Approach gradients

[From Rick Marken (2002.05.24.1000)]

Bruce Nevin (2002.05.23 11:17 EDT) --

maybe we should reserve NEC for the phenomenon and
use related terms that refer specifically to the class of mechanisms
being proposed.

I don't think it's a good idea to call the phenomenon NEC because it implies that
we can see the error (E) that is non-monotonically related to output. I think I
like the name used by Dollard and Miller to describe this phenomenon: "approach
gradient". An approach gradient is observed level of output as a function of
distance from a presumed goal. If this gradient is non-monotonic -- if it has a
component where an increase in output is associated with a decrease in distance
from the presumed goal -- then this phenomenon _might_ require an explanation in
terms of a non-linear error curve.

Bruce Nevin (2002.05.23 23:28 EDT)--
Bill Curry (2002.o5.23.1000 EDT)--

Can either of you think of a way to convince yourselves, experimentally, that an
observed non-monotonic approach gradient -- such as the one observed by Dollard
and Miller -- is based on sequence control (your preferred explanation) rather
than a NEC?

Best regards

Rick

···

--
Richard S. Marken, Ph.D.
The RAND Corporation
PO Box 2138
1700 Main Street
Santa Monica, CA 90407-2138
Tel: 310-393-0411 x7971
Fax: 310-451-7018
E-mail: rmarken@rand.org

[From Bruce Nevin (2002.05.24 16:01 EDT)]

Rick Marken (2002.05.24.1000)--

Can either of you think of a way to [show], experimentally, that an
observed non-monotonic approach gradient -- such as the one observed by Dollard and Miller -- is based on sequence control [...] rather than a NEC [output function mechanism]?

Since the NEC output function mechanism by definition produces the output effort gradient that Dollard & Miller report, there is no way to distinguish it from any other mechanism that produces that gradient. It is an untestable hypothesis.

The obvious thing to do is to show that existing mechanisms posited in PCT produce that gradient. If that can be shown, then it follows that the hypothesis of an output function mechanism is unnecessary, redundant, and without evolutionary motivation.

That much can be done entirely with modelling.

There is a problem referring to this as a gradient based on the Dollard & Miller experiment. The gradient they report is already present in the experimental apparatus, which increases its resistance to the rat's movement as the rat approaches the food. The observed gradient is actually imposed, by means of the harness, upon the rat's movement. The rat is controlling "walk over to food"; the harness impedes the movement, a disturbance; the rat resists that disturbance. Because the disturbance is gradient, the rat's efforts to resist the disturbance are gradient. On the face of it, this is straightforward PCT. I assume the resistance of the harness was not the same throughout the rat's progress, first because that is not how I understood the description, and second because, if the rat was speeding up against uniform resistance, I would expect it to speed up without any disturbance, i.e. normal locomotion with no harness attached. After all, there is a certain amount of resistance in the physics of walking from A to B -- if there were not, there would be no need to expend energy to do it.

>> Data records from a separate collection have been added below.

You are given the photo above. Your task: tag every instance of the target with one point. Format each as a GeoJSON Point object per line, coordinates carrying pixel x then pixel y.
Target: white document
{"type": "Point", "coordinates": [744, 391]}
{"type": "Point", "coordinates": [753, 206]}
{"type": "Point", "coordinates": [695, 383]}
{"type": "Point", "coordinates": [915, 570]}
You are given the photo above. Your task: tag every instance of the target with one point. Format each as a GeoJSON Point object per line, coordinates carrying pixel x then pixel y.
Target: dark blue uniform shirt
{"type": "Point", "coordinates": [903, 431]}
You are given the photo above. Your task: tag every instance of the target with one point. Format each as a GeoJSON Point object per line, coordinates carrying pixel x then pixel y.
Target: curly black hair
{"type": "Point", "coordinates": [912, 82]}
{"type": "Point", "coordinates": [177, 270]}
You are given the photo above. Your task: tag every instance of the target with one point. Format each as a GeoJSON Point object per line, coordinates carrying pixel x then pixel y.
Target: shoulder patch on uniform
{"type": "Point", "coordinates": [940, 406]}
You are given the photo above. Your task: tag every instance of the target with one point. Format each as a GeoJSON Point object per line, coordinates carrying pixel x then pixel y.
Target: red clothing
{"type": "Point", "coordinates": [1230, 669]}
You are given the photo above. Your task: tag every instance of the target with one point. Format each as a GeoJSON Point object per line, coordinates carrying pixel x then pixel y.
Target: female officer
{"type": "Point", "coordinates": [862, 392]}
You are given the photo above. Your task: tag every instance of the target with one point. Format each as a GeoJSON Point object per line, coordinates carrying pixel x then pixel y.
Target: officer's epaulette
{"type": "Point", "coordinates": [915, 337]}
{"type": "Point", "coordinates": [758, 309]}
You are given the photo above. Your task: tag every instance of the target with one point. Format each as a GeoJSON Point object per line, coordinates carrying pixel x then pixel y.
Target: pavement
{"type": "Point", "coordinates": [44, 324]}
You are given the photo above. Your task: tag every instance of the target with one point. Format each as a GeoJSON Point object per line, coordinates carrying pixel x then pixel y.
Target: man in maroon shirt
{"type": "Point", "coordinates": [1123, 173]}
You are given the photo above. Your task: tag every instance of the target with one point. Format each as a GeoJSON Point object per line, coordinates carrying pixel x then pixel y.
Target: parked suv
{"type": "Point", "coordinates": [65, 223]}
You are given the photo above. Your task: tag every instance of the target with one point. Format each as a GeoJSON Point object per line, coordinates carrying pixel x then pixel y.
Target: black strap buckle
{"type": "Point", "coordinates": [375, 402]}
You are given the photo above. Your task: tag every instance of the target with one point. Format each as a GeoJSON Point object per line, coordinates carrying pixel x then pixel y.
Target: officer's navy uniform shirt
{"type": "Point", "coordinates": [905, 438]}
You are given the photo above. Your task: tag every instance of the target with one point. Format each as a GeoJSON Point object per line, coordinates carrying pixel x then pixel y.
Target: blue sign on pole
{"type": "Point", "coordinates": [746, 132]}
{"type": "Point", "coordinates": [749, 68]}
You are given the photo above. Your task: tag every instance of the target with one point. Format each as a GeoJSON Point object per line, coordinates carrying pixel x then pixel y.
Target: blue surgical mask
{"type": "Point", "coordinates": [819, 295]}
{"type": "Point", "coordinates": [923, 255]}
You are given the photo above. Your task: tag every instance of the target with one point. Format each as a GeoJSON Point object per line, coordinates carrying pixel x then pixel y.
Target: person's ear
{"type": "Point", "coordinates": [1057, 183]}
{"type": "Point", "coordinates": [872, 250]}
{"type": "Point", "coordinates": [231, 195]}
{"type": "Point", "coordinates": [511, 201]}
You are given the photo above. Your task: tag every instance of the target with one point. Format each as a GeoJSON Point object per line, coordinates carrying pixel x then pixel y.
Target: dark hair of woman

The rat's stepping actions result in the continuous movement of the rat's body. If disturbance is applied to one discrete step and not to others, there will be no gradient, but PCT predicts that there will be an increase of effort in that step to counter that disturbance.

The hypothesis that I advanced is that the Dollard & Miller experiment involved control of a sequence comprising at least two steps, (1) move mouth to food and (2) eat. The first part of this is in turn made up literally of steps as the rat uses its legs to pull its body toward the food.

A second hypothesis that I advanced is that the gain in control of later steps of a sequence may be greater than the gain in control of earlier steps (or the opposite if the result of the sequence is in itself undesirable but a goal nonetheless under some higher control system -- the proverbial schoolboy lagging on the way to school). This might result in something like a gradient. I have only subjective, anecdotal evidence for this.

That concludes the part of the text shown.